Vivir de feria en feria, volando en círculos con tal de conseguir el sustento, vivir de los premios de la miseria con un crío a cuestas. Son los años de la gran depresión en un lugar del suroeste, una mujer decepcionada y tenaz, un mecánico, y un piloto, antiguo héroe de la primera guerra mundial, con una pulsión adictiva, sus acrobacias aéreas le ofrecen la dosis de adrenalina. A este trío se unirá otro tipo en los márgenes, un reportero alcohólico -genial Rock Hudson- atraído por esas gentes de otro planeta, extraterrestres, con aceite de motor en las venas en lugar de sangre. El periodista no cuida su trabajo, le da igual que lo despidan, y sin embargo ofrece su apartamento a esos gitanos del aire, gente que duerme en un hangar, no tienen donde caerse muertos. Devlin protege al crío sin escuela ni amigos, se enamora de una mujer en caída libre. Todos estamos enamorados de la sensual Dorothy Malone, es la Antonia del libro de que Rock Hudson le regala en su apartamento, la pureza rota de una campesina que se dejó llevar por un cartel publicitario, una estampa de un aviador surcando el cielo.
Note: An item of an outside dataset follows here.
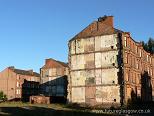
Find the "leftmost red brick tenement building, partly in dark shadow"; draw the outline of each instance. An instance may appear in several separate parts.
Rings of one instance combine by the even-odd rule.
[[[0,72],[0,91],[8,100],[29,101],[31,95],[39,93],[40,74],[33,70],[8,67]]]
Ella no sabía que ese tipo ya tenía novia, era un avión, sus flirteos son con la muerte.
El blanco y negro del cámara Irving Glassberg dibuja el tenebrismo de este relato de muerte y culpa. Douglas Sirk, célebre entre otras cosas por el color arrebatado de sus grandes melodramas, Escrito sobre el viento, Obsesión, Imitación a la vida…a estos ángeles les quita el lustre, están manchados de petróleo y lodo, del trauma de una existencia caótica. El remordimiento forma parte del alma de cada personaje. La derrota y la culpa vertebran el universo literario de William Faulkner, que en vida declaró que la versión de Sirk. con guion de Zuckerman, era la mejor película inspirada en una de sus novelas, en este caso “Pilón”, con la aviación de fondo, una de las pasiones de Faulkner.
En un flashback alucinante el piloto -el aguileño Robert Stack- se juega a los dados con su socio a su futura esposa, escribiendo con un lápiz los números sobre dos azucarillos. Tan volátil como un trozo de azúcar disuelto en un café, el héroe de guerra, ahora feriante, sabe desafiar a la muerte, se arrima a los pilones más que nadie, intrépido o suicida. En un montaje paralelo de categoría, el crío montado en el avión del tiovivo observa como su padre cae con su biplano sobre el agua. Shumann no quiso poner en peligro a nadie, solo faltaría, seguir viviendo con más culpa todavía.